Parascombrops pellucidus

Scientific classification
- Kingdom: Animalia
- Phylum: Chordata
- Class: Actinopterygii
- Order: Acropomatiformes
- Family: Synagropidae
- Genus: Parascombrops
- Species: P. pellucidus
- Binomial name: Parascombrops pellucidus Alcock, 1889
- Synonyms: Synagrops pellucidus (Alcock, 1889); Synagrops adeni Kotthaus, 1970;

= Parascombrops pellucidus =

- Authority: Alcock, 1889
- Synonyms: Synagrops pellucidus (Alcock, 1889), Synagrops adeni Kotthaus, 1970

Species of ray-finned fish

Parascombrops pellucidus is a species of ray-finned fish in the family Synagropidae.

== Distribution ==
They can be found from the Indian Ocean from East Africa and the Red Sea to the Bay of Bengal.
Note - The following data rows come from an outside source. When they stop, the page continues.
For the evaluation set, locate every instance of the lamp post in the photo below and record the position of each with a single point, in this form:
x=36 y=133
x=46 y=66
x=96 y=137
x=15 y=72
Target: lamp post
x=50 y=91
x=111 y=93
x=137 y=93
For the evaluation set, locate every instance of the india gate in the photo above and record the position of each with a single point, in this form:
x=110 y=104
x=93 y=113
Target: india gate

They are common on the deep shelf from 179 to 210 m (587 to 689 ft).

== Description ==
They have 10 dorsal spines, 9 dorsal soft rays, 2 anal spines, and 7 anal soft rays.

== Taxonomy ==
Parascombrops pellucidus was first formally described in 1889 by the British naturalist Alfred William Alcock (1859-1933) with the type locality given as 16 miles east of the Mahanadi Delta at a depth 68 fathoms in the Bay of Bengal. It is the type species of the genus Parascombrops.